One of the fundamental chasms in current pop culture is the Sandler question. There are plenty of people who thought Grown-Ups, Jack & Jill, Mr. Deeds, the remake of The Longest Yard and You Don’t Mess With the Zohan were all funny, enjoyable movies–they all made at least $75M at the boxoffice–and those audiences may very well have a good time at That’s My Boy too. As someone who felt, watching those pictures, like Alex undergoing the Ludovico Technique in A Clockwork Orange, I can’t judge the subtle distinctions between them.
It’s not that Sandler is untalented. On the occasions when he’s turned himself over to other filmmakers (Funny People, Spanglish, Punch-Drunk Love, AKA The Ones That Didn’t Make Any Money), he’s proven himself an interesting, distinctive performer, and of course going back to his days on Saturday Night Live, some of his bits have been hilarious and brilliant. But as a movie star/producer with complete control over his Happy Madison productions, the vehicles he chooses to make curdle in the projector, mixing the lowest humor with the most strained sentimentality in an often flat-out incompetent way. That’s My Boy adds to this the decision, for one of the very rare times in his mainstream vehicle career, to go for an R rating, presumably to chase the Hangover/Bridesmaids raunch audience.
That’s My Boy, combined with the cross-dressing romp Jack & Jill and Bucky Larsen: Born To Be A Star, which Sandler not only produced but co-wrote, form as terrible a triple feature as anyone has ever turned out in a 12-month period. Boy has a script credited to David Caspe, creator of TV’s marvelous Happy Endings, and is directed by Sean Anders (I guess Sandler’s house director Dennis Dugan was off making a cat food commercial), who gave us Sex Drive and She’s Out Of His League.
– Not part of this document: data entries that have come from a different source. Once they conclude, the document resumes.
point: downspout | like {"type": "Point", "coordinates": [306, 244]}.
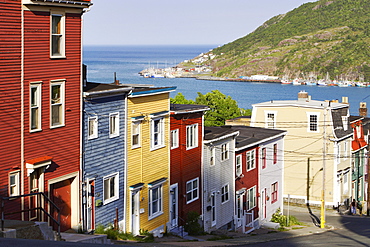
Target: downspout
{"type": "Point", "coordinates": [22, 110]}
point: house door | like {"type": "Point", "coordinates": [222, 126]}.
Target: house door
{"type": "Point", "coordinates": [61, 196]}
{"type": "Point", "coordinates": [213, 209]}
{"type": "Point", "coordinates": [174, 206]}
{"type": "Point", "coordinates": [135, 212]}
{"type": "Point", "coordinates": [263, 206]}
{"type": "Point", "coordinates": [239, 210]}
{"type": "Point", "coordinates": [91, 205]}
{"type": "Point", "coordinates": [36, 185]}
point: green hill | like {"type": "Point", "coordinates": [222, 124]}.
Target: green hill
{"type": "Point", "coordinates": [319, 38]}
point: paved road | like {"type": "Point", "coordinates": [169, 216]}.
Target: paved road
{"type": "Point", "coordinates": [348, 231]}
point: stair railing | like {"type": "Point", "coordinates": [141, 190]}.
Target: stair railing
{"type": "Point", "coordinates": [38, 194]}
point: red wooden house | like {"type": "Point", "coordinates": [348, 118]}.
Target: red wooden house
{"type": "Point", "coordinates": [186, 126]}
{"type": "Point", "coordinates": [40, 105]}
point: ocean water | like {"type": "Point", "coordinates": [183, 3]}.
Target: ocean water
{"type": "Point", "coordinates": [127, 61]}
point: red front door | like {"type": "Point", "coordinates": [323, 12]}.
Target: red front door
{"type": "Point", "coordinates": [61, 196]}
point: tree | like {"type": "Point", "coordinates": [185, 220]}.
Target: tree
{"type": "Point", "coordinates": [222, 107]}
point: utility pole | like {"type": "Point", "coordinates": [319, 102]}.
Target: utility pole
{"type": "Point", "coordinates": [322, 220]}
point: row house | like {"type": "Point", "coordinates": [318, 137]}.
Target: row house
{"type": "Point", "coordinates": [41, 108]}
{"type": "Point", "coordinates": [104, 145]}
{"type": "Point", "coordinates": [318, 141]}
{"type": "Point", "coordinates": [186, 142]}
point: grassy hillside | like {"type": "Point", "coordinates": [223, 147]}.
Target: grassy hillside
{"type": "Point", "coordinates": [320, 38]}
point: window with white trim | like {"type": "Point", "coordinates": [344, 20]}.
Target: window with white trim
{"type": "Point", "coordinates": [157, 133]}
{"type": "Point", "coordinates": [92, 127]}
{"type": "Point", "coordinates": [251, 198]}
{"type": "Point", "coordinates": [135, 135]}
{"type": "Point", "coordinates": [251, 163]}
{"type": "Point", "coordinates": [274, 192]}
{"type": "Point", "coordinates": [224, 151]}
{"type": "Point", "coordinates": [155, 201]}
{"type": "Point", "coordinates": [192, 190]}
{"type": "Point", "coordinates": [192, 136]}
{"type": "Point", "coordinates": [14, 184]}
{"type": "Point", "coordinates": [57, 103]}
{"type": "Point", "coordinates": [110, 188]}
{"type": "Point", "coordinates": [313, 122]}
{"type": "Point", "coordinates": [225, 193]}
{"type": "Point", "coordinates": [57, 42]}
{"type": "Point", "coordinates": [238, 165]}
{"type": "Point", "coordinates": [174, 138]}
{"type": "Point", "coordinates": [114, 124]}
{"type": "Point", "coordinates": [35, 106]}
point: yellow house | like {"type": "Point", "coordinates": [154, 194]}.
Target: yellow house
{"type": "Point", "coordinates": [318, 142]}
{"type": "Point", "coordinates": [148, 159]}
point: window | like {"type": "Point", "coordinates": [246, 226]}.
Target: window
{"type": "Point", "coordinates": [274, 192]}
{"type": "Point", "coordinates": [57, 103]}
{"type": "Point", "coordinates": [35, 106]}
{"type": "Point", "coordinates": [224, 151]}
{"type": "Point", "coordinates": [251, 164]}
{"type": "Point", "coordinates": [313, 122]}
{"type": "Point", "coordinates": [175, 138]}
{"type": "Point", "coordinates": [57, 35]}
{"type": "Point", "coordinates": [251, 198]}
{"type": "Point", "coordinates": [93, 127]}
{"type": "Point", "coordinates": [157, 132]}
{"type": "Point", "coordinates": [136, 134]}
{"type": "Point", "coordinates": [192, 190]}
{"type": "Point", "coordinates": [225, 193]}
{"type": "Point", "coordinates": [270, 120]}
{"type": "Point", "coordinates": [263, 157]}
{"type": "Point", "coordinates": [275, 153]}
{"type": "Point", "coordinates": [212, 159]}
{"type": "Point", "coordinates": [114, 124]}
{"type": "Point", "coordinates": [14, 184]}
{"type": "Point", "coordinates": [238, 165]}
{"type": "Point", "coordinates": [155, 201]}
{"type": "Point", "coordinates": [192, 136]}
{"type": "Point", "coordinates": [110, 188]}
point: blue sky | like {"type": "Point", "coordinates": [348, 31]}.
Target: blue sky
{"type": "Point", "coordinates": [167, 22]}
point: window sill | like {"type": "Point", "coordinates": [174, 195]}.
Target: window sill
{"type": "Point", "coordinates": [155, 215]}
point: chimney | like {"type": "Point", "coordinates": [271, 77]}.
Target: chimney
{"type": "Point", "coordinates": [303, 96]}
{"type": "Point", "coordinates": [363, 109]}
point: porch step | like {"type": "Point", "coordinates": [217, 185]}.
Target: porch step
{"type": "Point", "coordinates": [85, 238]}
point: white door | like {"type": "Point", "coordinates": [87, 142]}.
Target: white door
{"type": "Point", "coordinates": [174, 206]}
{"type": "Point", "coordinates": [239, 210]}
{"type": "Point", "coordinates": [135, 212]}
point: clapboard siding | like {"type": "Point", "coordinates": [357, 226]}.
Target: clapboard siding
{"type": "Point", "coordinates": [104, 156]}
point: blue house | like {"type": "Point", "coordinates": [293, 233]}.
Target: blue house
{"type": "Point", "coordinates": [103, 165]}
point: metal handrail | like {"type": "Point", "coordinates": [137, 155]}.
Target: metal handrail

It has more of a situation than a plot. When he was 13 years old, Donny Berger (who grows up to be Sandler) had a passionate affair with his high school teacher (Eva Amurri Martino, who ages to become her real-life mother Susan Sarandon), which leads to the birth of a son. With teacher in jail, Donny is given responsibility for the child, and treats him like a plaything, naming him Han Solo, getting him a tattoo, letting him eat anything he wants so he becomes a diabetic, etc. 30 years later, the son has turned himself into neurotic, straight-laced Todd Peterson (Andy Samberg), who tells everyone his parents are dead and who’s about to marry even more tight-assed Jamie (Leighton Meester). Train-wreck Donny, in need of cash, invades the wedding weekend in hopes of luring Todd to a reality-TV reunion with his mother–but also (here’s the sentimentality) wanting to reestablish contact with his son.
In the hands of Sandler and company, this leads to a nonstop festival of self-indulgence and excess (116 minutes!), with what becomes a dull litany of jokes featuring the overweight and elderly, along with vomit, masturbation, excrement, urination and every other conceivable kind of bodily function joke. Vanilla Ice and Tony Orlando don’t just have cameos, but substantial parts, because Sandler finds the 80s references funny (maybe Sandler should have made Rock of Ages and played the Tom Cruise role). Nick Swardson, from Bucky Larson, shows up because he’s Sandler’s buddy. Sandler plays Donny with an epically bad New England accent, because who was going to tell him not to?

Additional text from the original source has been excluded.